The US government’s interest is also driven by the range of benefits that eVTOLs offer specifically in the military domain. Their military utility may be understood given the advantages of vertical flight in general. Unlike traditional aircrafts, eVTOLs eliminate the need for expansive and expensive runways. They provide greater manoeuvrability in mountainous areas, densely populated urban settings, and confined spaces in general, which otherwise are significantly challenging areas for combat. As the world population climbs exponentially and urbanisation increases, military forces must adapt.
eVTOLs may also be preferable to helicopters. They are relatively quieter than their former counterparts and reducing the acoustic signature increases public acceptability as well as increases the element of surprise in the battlefield. The electric half also means lesser mechanical and hydraulic parts in the design, an elegant simplicity that reduces operational and maintenance costs, respectively. Commercialisation would also bring costs down further. The electric battery introduces the DoD to zero emissions aviation, offering hope of escaping the carbon footprints of average helicopters.

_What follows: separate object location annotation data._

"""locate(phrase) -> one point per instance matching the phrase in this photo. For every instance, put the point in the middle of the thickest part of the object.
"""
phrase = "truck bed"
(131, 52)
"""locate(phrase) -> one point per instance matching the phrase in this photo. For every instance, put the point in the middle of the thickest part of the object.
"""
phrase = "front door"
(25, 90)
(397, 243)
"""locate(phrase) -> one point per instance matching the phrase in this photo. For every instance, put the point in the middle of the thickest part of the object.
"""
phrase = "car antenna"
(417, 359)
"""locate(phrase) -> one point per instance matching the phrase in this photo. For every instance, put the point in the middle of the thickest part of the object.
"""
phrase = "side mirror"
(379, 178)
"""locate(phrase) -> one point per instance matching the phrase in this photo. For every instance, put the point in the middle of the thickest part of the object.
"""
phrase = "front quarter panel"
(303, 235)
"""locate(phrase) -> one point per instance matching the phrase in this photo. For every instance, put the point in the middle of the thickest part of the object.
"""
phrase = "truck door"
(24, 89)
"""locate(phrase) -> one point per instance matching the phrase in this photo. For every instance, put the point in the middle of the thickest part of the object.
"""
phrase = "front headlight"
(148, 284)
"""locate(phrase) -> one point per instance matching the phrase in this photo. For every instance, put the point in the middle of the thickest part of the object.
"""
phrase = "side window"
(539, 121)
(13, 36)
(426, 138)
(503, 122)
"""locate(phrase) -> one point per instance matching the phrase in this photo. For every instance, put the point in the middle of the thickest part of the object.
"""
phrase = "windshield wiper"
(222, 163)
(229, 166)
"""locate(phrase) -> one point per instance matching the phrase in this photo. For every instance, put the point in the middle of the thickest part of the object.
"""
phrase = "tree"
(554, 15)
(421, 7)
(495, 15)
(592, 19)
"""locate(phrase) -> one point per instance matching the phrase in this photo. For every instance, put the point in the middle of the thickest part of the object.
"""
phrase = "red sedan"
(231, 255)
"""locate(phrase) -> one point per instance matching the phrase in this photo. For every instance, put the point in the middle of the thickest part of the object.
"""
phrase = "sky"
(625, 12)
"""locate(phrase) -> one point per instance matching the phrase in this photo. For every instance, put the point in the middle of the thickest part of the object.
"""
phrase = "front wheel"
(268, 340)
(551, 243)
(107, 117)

Unlike drones that cannot carry people, eVTOLs can be both manned and unmanned or remotely operated. LIFT’s Hexa can accommodate one person; Joby’s and Archer’s, five people each; and BETA’s Alia, six. Moreover, automation based on software simulations improves flight control and hovering ability. LIFT’s Hexa, is one such semi-autonomous eVTOL. It is so light that it was not even classified as an aircraft by the US Federal Aviation Administration standards thus, it requires little training and no pilot’s license.
However, eVTOL technology is not without its challenges. For example, until the battery technology fully matures, hybrid models are in use. Moreover, the trouble with automation is that unexpected automation behaviour is difficult to detect. If a part fails altogether, it is easier to detect, but if a part behaves differently due to an incorrect data entry, the risk multiplies. Even more so if the pilot cannot figure out what exactly is wrong. ‘Mayday!’
Despite such shortcomings, applicability in logistical support, recovery and resupply, and troop insertion and extraction make the technology worth pursuing. US forces can even leverage Hexa’s water-landing capabilities for an amphibious attack. From a technological point of view, collaboration is a fruitful endeavour. The private industry is benefitting from Agility Prime by having access to USAF engineers, and otherwise restricted air space. Such a supportive cushion, particularly from one of the world’s mightiest forces, will help accelerate development. Such public-private partnerships are also likely to catalyse improvement in battery technology as well as potentially reduce technical concerns, such as range, payload, endurance etc. over time, bringing down costs further in the process. Air Force in itself is a child of technological advancement. This approach will help broaden its horizons further.
Innovation begets innovation. Had a toy helicopter made of bamboo not inspired the Wright brothers, perhaps the subsequent breakthroughs in aviation would not have followed, and perhaps there may not have been an electric helicopter under discussion today.